CONSIDERATO IN DIRITTO

che, con l’unico motivo di censura, l’amministrazione ricorrente denuncia violazione dell’art. 2909 c.c., degli artt. 39,324 e 329 c.p.c. e della L. n. 370 del 1999, art. 11, per avere la Corte di merito accolto la domanda nonostante che la medesima pretesa fatta valere nel presente giudizio fosse stata rigettata con sentenza n. 17039/2005 resa inter partes dal Tribunale di Roma, passata in giudicato;

che, al riguardo, è ormai consolidato il principio secondo cui il vincolo derivante dal giudicato esterno ostativo dell’esame di ogni ulteriore censura è rilevabile anche in sede di legittimità, laddove si sia formato in merito ad una domanda assolutamente sovrapponibile, sotto il profilo dei soggetti interessati, del petitum e della causa petendi a quella su cui si è pronunciato il giudice del merito con la sentenza impugnata (cfr., tra le numerose, Cass. n. 11219 del 2014, sulla scorta di Cass. S.U. n. 13916 del 2006);

che, nondimeno, l’interpretazione del giudicato esterno può essere effettuata da questa Corte nei limiti in cui il giudicato sia riprodotto nel ricorso per cassazione, in forza del principio di specificità di questo mezzo di impugnazione, con la conseguenza che il ricorso deve riportare il testo del giudicato che si assume violato, con richiamo congiunto della motivazione e del dispositivo (cfr. da ult.
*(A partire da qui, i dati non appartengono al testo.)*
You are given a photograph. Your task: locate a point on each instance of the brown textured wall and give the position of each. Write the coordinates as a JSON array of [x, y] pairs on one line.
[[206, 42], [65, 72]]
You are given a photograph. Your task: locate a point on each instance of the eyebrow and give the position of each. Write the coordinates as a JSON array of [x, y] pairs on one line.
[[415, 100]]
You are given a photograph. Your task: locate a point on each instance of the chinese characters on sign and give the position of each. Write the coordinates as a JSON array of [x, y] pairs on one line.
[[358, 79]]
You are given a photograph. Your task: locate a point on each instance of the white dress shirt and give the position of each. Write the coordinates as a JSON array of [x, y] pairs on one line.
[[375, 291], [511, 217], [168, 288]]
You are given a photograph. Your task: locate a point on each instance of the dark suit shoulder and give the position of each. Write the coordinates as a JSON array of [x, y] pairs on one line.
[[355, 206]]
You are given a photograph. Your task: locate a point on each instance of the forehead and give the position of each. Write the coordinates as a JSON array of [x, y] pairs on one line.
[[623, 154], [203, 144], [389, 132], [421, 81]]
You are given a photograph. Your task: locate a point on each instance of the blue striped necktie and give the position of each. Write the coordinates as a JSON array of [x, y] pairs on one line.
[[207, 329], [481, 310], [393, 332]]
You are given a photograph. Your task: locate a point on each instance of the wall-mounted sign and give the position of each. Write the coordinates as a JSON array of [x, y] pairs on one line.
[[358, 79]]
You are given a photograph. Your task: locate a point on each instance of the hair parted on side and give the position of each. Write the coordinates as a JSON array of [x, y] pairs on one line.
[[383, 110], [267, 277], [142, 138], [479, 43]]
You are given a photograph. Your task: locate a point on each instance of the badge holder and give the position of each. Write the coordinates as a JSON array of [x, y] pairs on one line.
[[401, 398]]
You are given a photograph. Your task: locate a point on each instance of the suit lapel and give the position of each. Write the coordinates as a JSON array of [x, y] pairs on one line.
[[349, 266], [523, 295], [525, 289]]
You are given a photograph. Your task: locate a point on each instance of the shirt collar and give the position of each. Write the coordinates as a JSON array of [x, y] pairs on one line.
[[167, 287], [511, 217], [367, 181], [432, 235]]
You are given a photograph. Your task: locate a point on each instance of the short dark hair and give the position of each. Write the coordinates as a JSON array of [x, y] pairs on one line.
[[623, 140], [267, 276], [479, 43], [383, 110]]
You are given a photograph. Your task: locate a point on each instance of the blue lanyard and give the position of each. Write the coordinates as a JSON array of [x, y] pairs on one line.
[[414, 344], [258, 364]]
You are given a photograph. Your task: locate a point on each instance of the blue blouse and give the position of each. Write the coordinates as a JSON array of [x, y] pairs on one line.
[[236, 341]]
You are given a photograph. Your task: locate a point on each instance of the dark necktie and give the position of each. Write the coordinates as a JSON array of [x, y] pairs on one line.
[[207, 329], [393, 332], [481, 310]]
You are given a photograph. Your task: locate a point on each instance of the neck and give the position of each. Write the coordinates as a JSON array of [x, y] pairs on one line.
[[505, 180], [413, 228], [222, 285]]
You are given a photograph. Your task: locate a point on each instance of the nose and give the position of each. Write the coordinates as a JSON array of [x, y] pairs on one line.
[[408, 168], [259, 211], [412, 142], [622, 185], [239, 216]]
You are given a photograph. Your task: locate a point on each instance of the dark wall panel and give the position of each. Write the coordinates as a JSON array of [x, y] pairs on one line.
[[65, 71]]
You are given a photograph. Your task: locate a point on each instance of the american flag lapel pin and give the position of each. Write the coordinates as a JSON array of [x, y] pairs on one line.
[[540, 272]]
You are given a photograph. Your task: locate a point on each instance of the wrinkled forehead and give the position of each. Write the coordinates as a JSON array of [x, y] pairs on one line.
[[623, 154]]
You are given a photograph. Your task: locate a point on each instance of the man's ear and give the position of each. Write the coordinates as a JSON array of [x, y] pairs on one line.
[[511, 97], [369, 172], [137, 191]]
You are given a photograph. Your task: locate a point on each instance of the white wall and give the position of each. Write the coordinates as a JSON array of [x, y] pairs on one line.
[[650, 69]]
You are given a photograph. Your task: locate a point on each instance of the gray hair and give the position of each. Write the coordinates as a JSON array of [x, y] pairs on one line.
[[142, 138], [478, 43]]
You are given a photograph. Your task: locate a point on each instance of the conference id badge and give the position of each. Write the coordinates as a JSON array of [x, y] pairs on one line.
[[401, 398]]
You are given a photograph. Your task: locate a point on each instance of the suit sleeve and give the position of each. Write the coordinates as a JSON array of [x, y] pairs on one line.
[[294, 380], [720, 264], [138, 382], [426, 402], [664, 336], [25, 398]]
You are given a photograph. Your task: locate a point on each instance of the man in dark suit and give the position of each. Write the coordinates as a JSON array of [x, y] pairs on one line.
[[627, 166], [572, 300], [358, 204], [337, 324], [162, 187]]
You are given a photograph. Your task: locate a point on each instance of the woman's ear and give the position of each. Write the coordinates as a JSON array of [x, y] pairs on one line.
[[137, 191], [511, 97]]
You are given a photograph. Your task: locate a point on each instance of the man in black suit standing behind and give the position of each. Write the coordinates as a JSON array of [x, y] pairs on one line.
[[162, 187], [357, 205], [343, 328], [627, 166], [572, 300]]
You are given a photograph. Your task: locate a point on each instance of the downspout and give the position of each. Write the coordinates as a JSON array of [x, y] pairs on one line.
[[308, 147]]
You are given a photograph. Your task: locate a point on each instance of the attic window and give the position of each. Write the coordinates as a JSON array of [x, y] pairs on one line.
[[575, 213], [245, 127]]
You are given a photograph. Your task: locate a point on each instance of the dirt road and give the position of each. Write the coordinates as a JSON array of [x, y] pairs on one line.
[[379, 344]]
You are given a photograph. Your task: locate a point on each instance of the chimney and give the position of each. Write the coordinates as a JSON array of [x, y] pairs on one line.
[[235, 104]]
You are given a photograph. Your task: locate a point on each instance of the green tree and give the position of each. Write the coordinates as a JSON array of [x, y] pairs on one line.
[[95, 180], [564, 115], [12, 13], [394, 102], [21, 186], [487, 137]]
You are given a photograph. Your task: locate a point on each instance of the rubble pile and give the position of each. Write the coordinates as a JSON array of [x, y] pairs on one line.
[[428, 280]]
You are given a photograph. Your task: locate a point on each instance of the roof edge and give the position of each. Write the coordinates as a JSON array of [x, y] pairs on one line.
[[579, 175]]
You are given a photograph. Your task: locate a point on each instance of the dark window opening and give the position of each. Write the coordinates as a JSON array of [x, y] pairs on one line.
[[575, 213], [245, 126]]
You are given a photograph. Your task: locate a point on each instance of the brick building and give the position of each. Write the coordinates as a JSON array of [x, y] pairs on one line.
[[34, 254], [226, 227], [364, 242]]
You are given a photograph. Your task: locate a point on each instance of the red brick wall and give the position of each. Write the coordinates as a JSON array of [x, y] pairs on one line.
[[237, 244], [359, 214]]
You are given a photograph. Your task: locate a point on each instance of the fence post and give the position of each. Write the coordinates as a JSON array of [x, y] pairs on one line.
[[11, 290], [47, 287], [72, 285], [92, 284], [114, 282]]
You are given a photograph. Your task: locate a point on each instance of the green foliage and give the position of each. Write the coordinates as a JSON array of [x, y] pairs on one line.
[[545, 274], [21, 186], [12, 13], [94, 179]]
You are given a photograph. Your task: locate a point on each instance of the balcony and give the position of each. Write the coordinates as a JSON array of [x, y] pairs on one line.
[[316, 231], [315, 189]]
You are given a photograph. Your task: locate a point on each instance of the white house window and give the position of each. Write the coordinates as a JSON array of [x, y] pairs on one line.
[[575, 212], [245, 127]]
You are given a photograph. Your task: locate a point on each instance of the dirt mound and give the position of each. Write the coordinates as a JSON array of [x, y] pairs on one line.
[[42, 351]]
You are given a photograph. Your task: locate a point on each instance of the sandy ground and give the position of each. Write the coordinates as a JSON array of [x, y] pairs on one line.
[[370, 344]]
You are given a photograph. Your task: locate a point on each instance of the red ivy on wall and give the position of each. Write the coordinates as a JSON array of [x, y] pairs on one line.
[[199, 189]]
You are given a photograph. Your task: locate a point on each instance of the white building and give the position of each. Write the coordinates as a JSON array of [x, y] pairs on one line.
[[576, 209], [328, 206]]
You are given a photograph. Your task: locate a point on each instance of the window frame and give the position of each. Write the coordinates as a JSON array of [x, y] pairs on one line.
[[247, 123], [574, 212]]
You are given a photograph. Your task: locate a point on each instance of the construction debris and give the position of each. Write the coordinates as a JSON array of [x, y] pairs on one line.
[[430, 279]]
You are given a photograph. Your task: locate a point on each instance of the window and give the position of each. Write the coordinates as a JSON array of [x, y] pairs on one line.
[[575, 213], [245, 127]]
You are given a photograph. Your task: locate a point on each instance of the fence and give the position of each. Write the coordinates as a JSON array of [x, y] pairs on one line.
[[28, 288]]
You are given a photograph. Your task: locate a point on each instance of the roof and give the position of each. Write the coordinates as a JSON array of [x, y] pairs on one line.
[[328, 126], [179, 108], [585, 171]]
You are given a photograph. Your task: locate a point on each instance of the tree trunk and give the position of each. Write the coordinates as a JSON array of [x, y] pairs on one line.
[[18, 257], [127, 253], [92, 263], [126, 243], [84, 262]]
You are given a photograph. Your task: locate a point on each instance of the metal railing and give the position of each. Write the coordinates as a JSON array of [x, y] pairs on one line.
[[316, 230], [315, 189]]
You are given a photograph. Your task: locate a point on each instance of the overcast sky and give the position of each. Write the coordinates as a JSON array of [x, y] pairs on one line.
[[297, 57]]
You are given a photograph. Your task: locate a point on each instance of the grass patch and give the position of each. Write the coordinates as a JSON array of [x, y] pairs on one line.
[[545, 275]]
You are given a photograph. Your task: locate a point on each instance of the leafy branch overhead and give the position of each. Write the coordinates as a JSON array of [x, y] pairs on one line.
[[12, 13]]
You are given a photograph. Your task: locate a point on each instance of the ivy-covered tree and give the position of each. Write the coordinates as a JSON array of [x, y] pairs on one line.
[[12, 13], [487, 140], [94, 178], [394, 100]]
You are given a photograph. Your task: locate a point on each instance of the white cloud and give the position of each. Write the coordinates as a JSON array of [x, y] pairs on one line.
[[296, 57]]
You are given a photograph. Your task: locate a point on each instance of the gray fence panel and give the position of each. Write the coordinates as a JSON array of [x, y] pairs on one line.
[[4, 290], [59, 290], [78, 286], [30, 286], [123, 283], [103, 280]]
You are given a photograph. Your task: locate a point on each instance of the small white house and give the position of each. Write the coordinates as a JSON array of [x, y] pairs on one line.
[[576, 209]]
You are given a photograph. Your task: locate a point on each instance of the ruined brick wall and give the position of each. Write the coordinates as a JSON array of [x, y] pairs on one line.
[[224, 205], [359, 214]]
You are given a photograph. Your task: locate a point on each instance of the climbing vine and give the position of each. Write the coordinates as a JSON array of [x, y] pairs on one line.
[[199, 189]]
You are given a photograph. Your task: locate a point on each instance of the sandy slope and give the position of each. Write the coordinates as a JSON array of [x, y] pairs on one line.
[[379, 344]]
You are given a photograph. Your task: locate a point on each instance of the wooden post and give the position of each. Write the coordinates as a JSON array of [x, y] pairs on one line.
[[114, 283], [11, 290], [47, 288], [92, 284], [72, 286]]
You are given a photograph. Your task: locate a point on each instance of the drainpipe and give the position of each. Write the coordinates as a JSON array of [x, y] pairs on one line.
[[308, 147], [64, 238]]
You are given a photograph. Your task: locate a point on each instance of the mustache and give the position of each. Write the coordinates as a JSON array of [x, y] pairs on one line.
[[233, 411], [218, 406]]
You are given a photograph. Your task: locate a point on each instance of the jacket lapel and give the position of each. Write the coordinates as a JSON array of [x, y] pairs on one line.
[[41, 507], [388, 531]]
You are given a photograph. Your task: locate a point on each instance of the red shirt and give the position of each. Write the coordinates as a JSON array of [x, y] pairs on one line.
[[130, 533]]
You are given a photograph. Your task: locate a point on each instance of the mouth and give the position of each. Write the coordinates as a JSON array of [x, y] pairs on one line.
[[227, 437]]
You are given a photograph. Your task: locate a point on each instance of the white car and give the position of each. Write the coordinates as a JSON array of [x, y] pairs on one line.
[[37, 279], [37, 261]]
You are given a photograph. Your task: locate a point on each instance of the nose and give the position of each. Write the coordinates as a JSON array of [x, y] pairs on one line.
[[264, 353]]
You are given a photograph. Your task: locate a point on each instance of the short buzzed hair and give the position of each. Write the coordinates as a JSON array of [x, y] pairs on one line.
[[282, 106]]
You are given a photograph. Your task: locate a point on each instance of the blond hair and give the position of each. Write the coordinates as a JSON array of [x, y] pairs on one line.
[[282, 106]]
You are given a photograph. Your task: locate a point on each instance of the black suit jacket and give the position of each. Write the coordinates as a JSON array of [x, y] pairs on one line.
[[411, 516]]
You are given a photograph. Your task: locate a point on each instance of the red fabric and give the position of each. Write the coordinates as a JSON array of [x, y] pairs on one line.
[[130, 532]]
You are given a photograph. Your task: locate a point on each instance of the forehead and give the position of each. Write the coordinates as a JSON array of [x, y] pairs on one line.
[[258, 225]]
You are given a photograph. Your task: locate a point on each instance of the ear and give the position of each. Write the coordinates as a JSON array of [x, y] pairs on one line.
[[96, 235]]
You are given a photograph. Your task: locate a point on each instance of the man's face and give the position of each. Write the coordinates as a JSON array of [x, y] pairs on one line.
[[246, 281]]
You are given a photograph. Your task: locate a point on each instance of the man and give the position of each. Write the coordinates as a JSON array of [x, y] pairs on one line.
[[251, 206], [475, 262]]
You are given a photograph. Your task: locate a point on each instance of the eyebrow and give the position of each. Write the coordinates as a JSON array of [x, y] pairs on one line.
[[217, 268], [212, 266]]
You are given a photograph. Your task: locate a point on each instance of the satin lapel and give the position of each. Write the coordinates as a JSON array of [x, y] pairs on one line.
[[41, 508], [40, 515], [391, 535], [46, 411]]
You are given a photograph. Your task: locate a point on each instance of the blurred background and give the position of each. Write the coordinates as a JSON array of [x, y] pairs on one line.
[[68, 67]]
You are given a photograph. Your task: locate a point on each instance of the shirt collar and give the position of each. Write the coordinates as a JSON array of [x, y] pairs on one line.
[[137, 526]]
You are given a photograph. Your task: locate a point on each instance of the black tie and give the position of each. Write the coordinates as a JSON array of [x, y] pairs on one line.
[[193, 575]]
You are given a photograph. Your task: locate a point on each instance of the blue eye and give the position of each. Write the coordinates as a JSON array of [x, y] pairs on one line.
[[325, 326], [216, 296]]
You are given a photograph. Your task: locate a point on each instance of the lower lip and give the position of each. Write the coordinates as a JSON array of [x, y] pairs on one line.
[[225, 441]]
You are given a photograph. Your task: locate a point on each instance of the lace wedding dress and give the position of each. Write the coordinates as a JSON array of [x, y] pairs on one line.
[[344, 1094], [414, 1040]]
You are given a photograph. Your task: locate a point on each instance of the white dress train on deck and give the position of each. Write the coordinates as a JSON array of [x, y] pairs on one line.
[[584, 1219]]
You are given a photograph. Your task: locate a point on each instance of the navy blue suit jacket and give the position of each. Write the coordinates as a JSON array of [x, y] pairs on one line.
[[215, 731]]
Cass. n. 5508 del 2018);

che, nella specie, non essendo stato il giudicato in questione debitamente trascritto nel corpo del ricorso per cassazione, nemmeno nelle sue parti rilevanti al fine di decidere della fondatezza o meno della censura, nè dicendosi in ricorso dove esso sarebbe attualmente reperibile (nè, ad abundantiam, avendolo questa Corte potuto reperire nel fascicolo di parte), il motivo va dichiarato inammissibile per difetto di specificità;

che il ricorso va pertanto dichiarato inammissibile, provvedendosi come da dispositivo sulle spese del giudizio di legittimità, giusta il criterio della soccombenza;

che, non sussistendo, a parere del Collegio, alcuna violazione in specie dei principi di lealtà e probità sanciti dall’art. 88 c.p.c., non v’ha luogo a condanna di parte ricorrente ex art. 96 c.p.c., comma 3;

che, pur in presenza di declaratoria d’inammissibilità del ricorso, non si fa luogo a pronuncia circa il versamento dell’ulteriore importo a titolo di contributo unificato pari a quello dovuto per il ricorso, essendo le amministrazioni dello Stato esentate dal pagamento delle imposte e tasse che gravano sul processo in virtù della c.d. prenotazione a debito (Cass. n. 1778 del 2016).

P.Q.M.

La Corte dichiara inammissibile il ricorso e condanna parte ricorrente alla rifusione delle spese del giudizio di legittimità, che si liquidano in Euro 3.200,00, di cui Euro 3.000,00 per compensi, oltre spese generali in misura pari al 15% e accessori di legge.

Così deciso in Roma, nell’adunanza camerale, il 7 maggio 2019.